Electrical System Deficiencies: Exposed Wiring and Inaccessible Panels
Penalty
Summary
Surveyors observed that the facility failed to maintain proper protection of electrical wiring in multiple areas. Specifically, an open junction box with exposed wiring was found in the basement phone room. Additionally, in the storage room across from the Health Care Administrator's office, two electrical panels (DP 2 and DP 4) were blocked by storage items within three feet, and one of the panels (DP 4) had a broken latch, making it difficult to open. During a follow-up onsite revisit, it was determined that the issue with the missing latch on the DP 4 electrical panel door had not been corrected, and the panel was still not secured properly. These deficiencies were confirmed during exit interviews with the Administrator and Maintenance Director. No information about residents or their medical conditions was included in the report.
Plan Of Correction
1) The electrical panel labeled DP 4 has been repaired so that it can latch and be easily opened. Storage has been removed from in front of electrical panel DP 2 and DP 4. 2) Other electrical panels have been checked to ensure that there is no storage and that the latch can close and be easily opened. 3) The Maintenance Director and/or designee will perform audits weekly, for four weeks and monthly for two months to ensure that the electrical panels can latch and easily open, and that there is no storage within three feet of the panels. Results of the audits will be reported to QAPI.

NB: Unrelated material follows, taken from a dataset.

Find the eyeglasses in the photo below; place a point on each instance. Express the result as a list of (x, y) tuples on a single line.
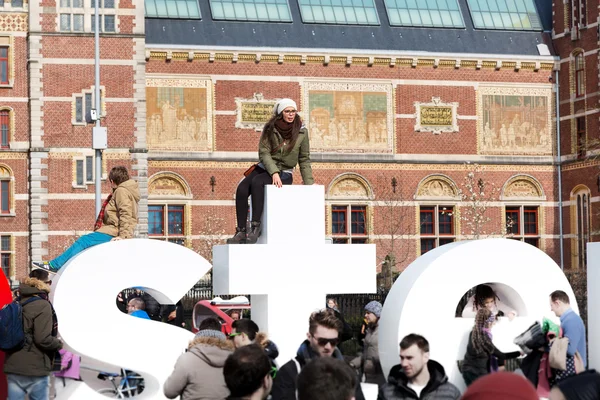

Electrical System Deficiencies Found in Facility
Penalty
Summary
The facility failed to maintain electrical system requirements as per NFPA 70 and NFPA 99, affecting one of two levels of the facility. During an observation on April 17, 2025, between 9:05 a.m. and 9:08 a.m., two unsecured junction boxes were found above the ceiling on the first floor, near the rehab area and in front of the laundry. Additionally, at 10:05 a.m. on the same day, an observation inside the Hood Mechanical Room revealed a metal clad conduit wire with exposed wiring. These deficiencies were confirmed during an exit interview with the Administrator on April 17, 2025, at 11:15 a.m.
Plan Of Correction
The junction boxes will be secured on or by 5/23/2025. The exposed wire will be correct on or by 5/23/2025. Above ceiling audits for unsecure junction boxes will be made part of the Maintenance Quarterly Safety inspections by 5/23/2025. All maintenance mechanics will be inserviced on this by 5/23/2025. The exposed wire will be replaced on or by 5/30/2025 by Dunwoody's contracted electrician. This will be inspected quarterly by the Maintenance Manager or Designee and made part of the Maintenance Quarterly Safety inspections by 5/30/2025. All maintenance mechanics will be inserviced on this by 5/30/2025.